Donna McAleer, the Democratic candidate in the 1st Congressional District, said Tuesday evening the U.S. cannot defeat the Islamic State solely with military force, indicating diplomacy is needed.

McAleer appeared at a private residence in Francis alongside other Democratic candidates for a meet-and-greet as the campaign entered its final weeks. McAleer touched on the battle against the Islamic State during her comments to the crowd, describing that she was unhappy Congress did not heavily debate military action before it started.

In an interview afterward, McAleer said Congress, the secretary of defense and the Joint Chiefs of Staff should have been involved. She said it "deserves serious, thoughtful" discussion.

"This is not a war the U.S. can win. The solution to this is a political solution," McAleer also said, acknowledging that she is breaking with President Obama on the issue.

McAleer’s appearance in Francis drew approximately 16 people. She is challenging the Republican incumbent, Rep. Rob Bishop, for the second time. Bishop routed her in the 2012 campaign. McAleer won Summit County, but her home county accounts for a small portion of the district’s population. Bishop won by wide margins elsewhere in the district. She acknowledged the 2012 campaign during the Tuesday event, telling the crowd the landslide nature of the results was "devastating."

McAleer sharply criticized Bishop during her remarks to the crowd, saying interest groups representing industries like oil, gas, mining, defense and health care are funding the incumbent’s campaign while she is raising money from individuals.

She also nicked Bishop for the shutdown of the federal government in 2013. He "manipulated the rules" for the shutdown, McAleer charged. The shutdown caused the furlough of 40,000 federal workers in Utah and closed the state’s national parks at a popular time for tourism, she charged, saying Utah leaders had to pay to reopen them.

Bishop is a "guardian of gridlock," McAleer said. She also said he has been a part of the "most dysfunctional" Congresses in the nation’s history. Voters, though, re-elect incumbent members of Congress at an overwhelming clip, she said. That has "enabled career politicians," McAleer said.

She briefly described her background as a West Point graduate and an Army veteran who served in Germany. The Army, she said, focuses on a mission. Congress, though, does not, she charged.

"They have lost focus on governing our nation," McAleer said about Congress.

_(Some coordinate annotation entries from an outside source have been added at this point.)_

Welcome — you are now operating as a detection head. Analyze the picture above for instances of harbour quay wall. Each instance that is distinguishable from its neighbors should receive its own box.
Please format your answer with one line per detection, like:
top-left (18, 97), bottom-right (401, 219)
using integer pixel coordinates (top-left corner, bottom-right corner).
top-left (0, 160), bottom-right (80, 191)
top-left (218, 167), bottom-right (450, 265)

Other topics she addressed at the event included:

  • a claim that the federal tax code does not favor small businesses. She said Congress could consider simplifying tax laws for small businesses and close loopholes in corporate taxes
  • a desire to invest in alternative fuels and move toward energy independence
  • her hope for a path to citizenship as a part of immigration reform. She said children are fleeing poverty and strife as they attempt to immigrate to the U.S. The situation is a "humanitarian crisis" rather than an issue of border security, she said.